UROGEN I dan III memiliki delapaon kabroksil sebagai rantai samping, empat mengandung
asetat dan empat propionate (gambar 132-2). Enzim UROD sitosolik yang larut air
mengkatalisasi dekarboksilasi oksidatif sekuensial dari kelompok empat karboksil pada rantai
samping asetat ke kelompok metil untuk membentuk COPROGEN (gambar 132-2).

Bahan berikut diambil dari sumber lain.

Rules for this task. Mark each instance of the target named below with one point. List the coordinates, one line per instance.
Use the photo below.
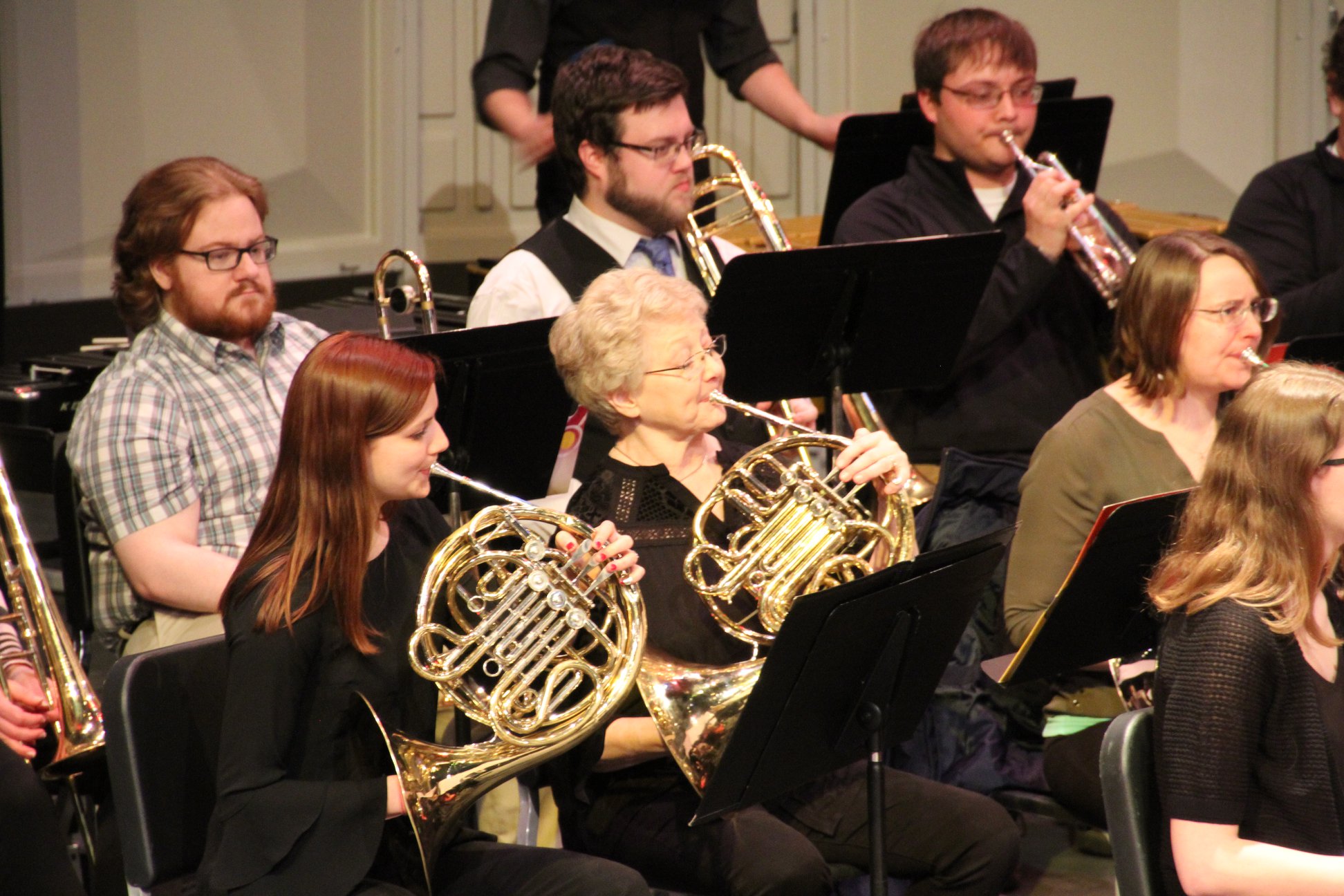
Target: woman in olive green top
(1193, 304)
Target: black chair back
(163, 711)
(1133, 813)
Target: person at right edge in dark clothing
(1035, 344)
(1291, 219)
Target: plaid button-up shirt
(175, 420)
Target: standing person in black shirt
(1035, 346)
(525, 34)
(323, 606)
(1291, 219)
(1249, 699)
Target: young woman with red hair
(323, 606)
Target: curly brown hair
(158, 216)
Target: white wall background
(358, 113)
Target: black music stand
(872, 149)
(851, 671)
(847, 319)
(1101, 610)
(1319, 348)
(503, 407)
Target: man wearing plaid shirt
(176, 441)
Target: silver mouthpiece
(1253, 359)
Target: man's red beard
(245, 315)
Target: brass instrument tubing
(438, 469)
(750, 410)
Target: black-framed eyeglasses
(718, 347)
(1025, 94)
(229, 257)
(1265, 309)
(667, 152)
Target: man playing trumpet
(1035, 343)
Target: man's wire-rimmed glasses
(230, 257)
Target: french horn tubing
(46, 646)
(737, 187)
(1105, 259)
(536, 644)
(404, 299)
(805, 531)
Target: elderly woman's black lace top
(656, 510)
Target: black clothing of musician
(296, 812)
(1247, 732)
(1291, 219)
(525, 34)
(952, 841)
(32, 849)
(1035, 343)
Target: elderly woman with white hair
(637, 353)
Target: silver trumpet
(1106, 259)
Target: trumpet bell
(696, 708)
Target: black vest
(577, 261)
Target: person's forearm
(1237, 867)
(631, 742)
(770, 91)
(185, 577)
(510, 111)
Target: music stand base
(870, 716)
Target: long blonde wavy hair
(1251, 531)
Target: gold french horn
(805, 531)
(45, 644)
(525, 638)
(405, 299)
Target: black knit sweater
(1240, 732)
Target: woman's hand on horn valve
(872, 456)
(615, 551)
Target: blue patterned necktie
(659, 249)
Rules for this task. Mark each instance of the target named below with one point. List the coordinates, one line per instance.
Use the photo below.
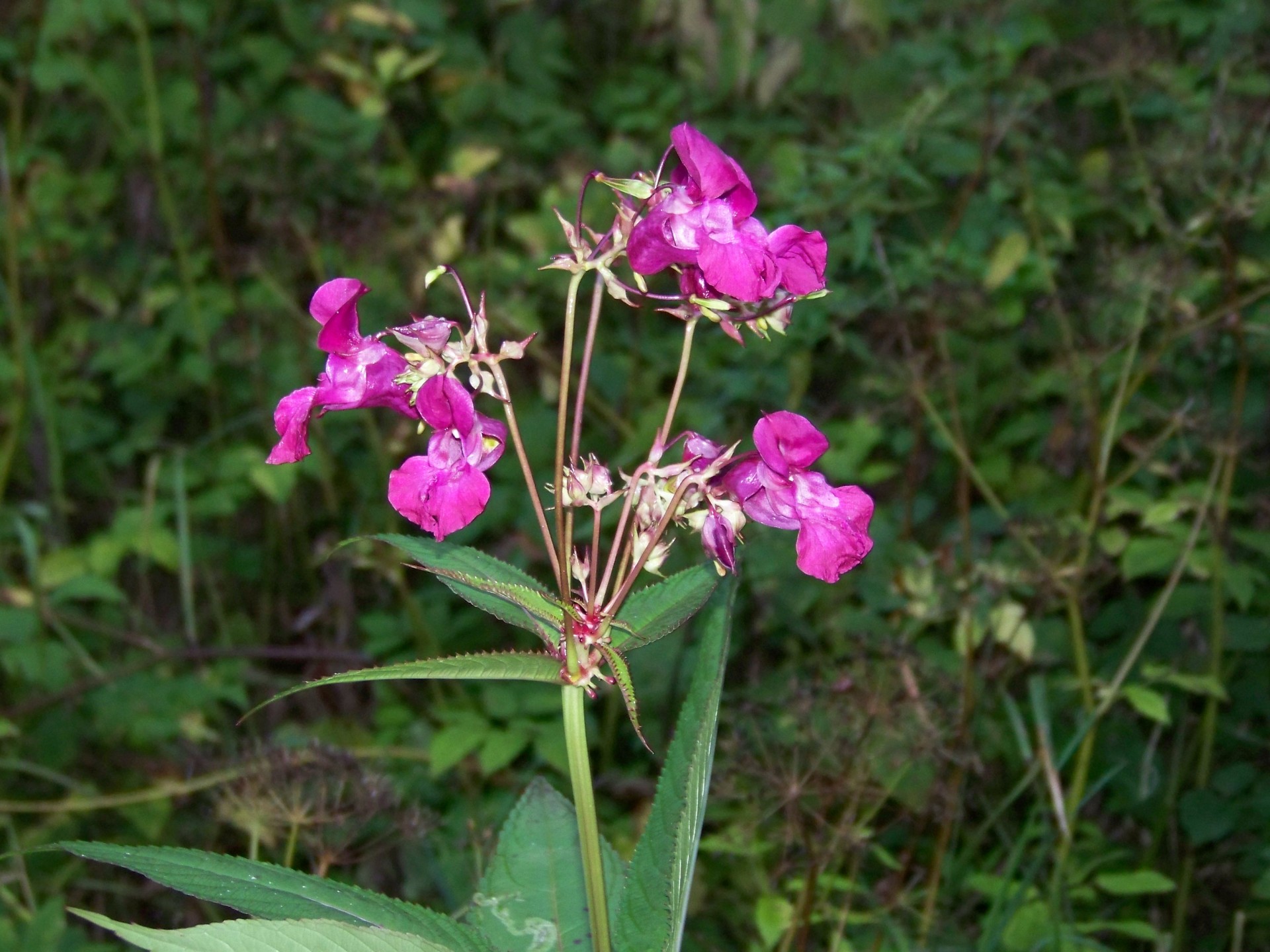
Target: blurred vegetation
(1046, 354)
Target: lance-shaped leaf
(656, 898)
(494, 666)
(267, 936)
(534, 896)
(656, 611)
(269, 891)
(486, 582)
(540, 614)
(622, 676)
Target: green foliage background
(1044, 354)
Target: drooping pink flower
(777, 488)
(360, 372)
(704, 223)
(446, 489)
(802, 257)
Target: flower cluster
(718, 492)
(730, 270)
(444, 491)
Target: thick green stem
(585, 803)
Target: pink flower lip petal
(444, 403)
(437, 499)
(360, 371)
(777, 488)
(291, 422)
(802, 257)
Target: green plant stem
(167, 202)
(597, 299)
(288, 857)
(585, 804)
(571, 313)
(980, 481)
(17, 323)
(681, 375)
(513, 428)
(1111, 694)
(624, 589)
(1216, 639)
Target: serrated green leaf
(487, 583)
(1132, 928)
(494, 666)
(269, 891)
(656, 611)
(266, 936)
(1147, 702)
(532, 896)
(1137, 883)
(622, 676)
(1005, 260)
(656, 899)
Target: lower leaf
(656, 898)
(266, 936)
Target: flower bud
(720, 530)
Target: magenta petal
(366, 377)
(446, 404)
(493, 441)
(740, 264)
(789, 441)
(291, 422)
(698, 447)
(334, 306)
(833, 532)
(826, 550)
(440, 500)
(802, 257)
(650, 248)
(714, 173)
(766, 496)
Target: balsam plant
(554, 883)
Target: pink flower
(802, 257)
(775, 488)
(446, 489)
(360, 372)
(704, 225)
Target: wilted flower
(775, 488)
(446, 489)
(360, 371)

Dekarboksilasi pertama timbul pada cincin D, setelah itu enzim berbalik untuk dekarboksilasi
cincin A,B dan C sarah jarum jam. Hal ini mengubah 8-carboxyl porphyrinogen (UROGEN I
atau III) pertama menjadi 7-carboxyl, kemudian 6-carboxyl dan 5-carboxyl porphyrinogen. 5-
carboxyl porphyrinogen mengalami dekarboksilasi pada kelompk asetil akhir untuk
membentuk 4-carboxyl porphyrinogen atau dikenal sebagai coproporphyrinogen
(COPROGEN I atau III) (gambar 132-2). Hal ini disebut juga sebagai hepta-, hexa-, penta-,

6
dan tetracarboxylate porphyrinogen. COPROGEN I tidak dapat dimetabolisme lebih lanjut
menjadi heme.
UROD dikode oleh gen yang terletak pada kromosom 1p34. cDNA UROD telah
diisolasi dan menunjukan sekuensi sebesar 367 asam amino. Kebanyakan klasifikasi dari
PCT memisahkan kelainan ini menjadi dua kategori besar, keduanya berhubungan dengan
penurunan aktivitas UROD : (1) PCT yang didapat, disebut juga sporadik atau PCT tipe I dan
(2) PCT herediter yang disebut juga familial atau PCT tipe II
Pada PCT tipe I, defisiensi enzim hany pada liver dan tidak ada mutasi yang dideteksi
pada gen koding ataupun sekuensi promoter UROD (tabel 132-2). Beberapa substansi
pencetus (alkohol atau estrogen) dapat menginduksi PCT hanya pada individu tertentu (tabel
132-7)
Pada PCT tipe II merupakan penyakit autosomal dominan dan aktivitas residu UROD
menurun sebsesar 50% pada semua jaringan, termasuk sel darah merah dan fibroblas kulit.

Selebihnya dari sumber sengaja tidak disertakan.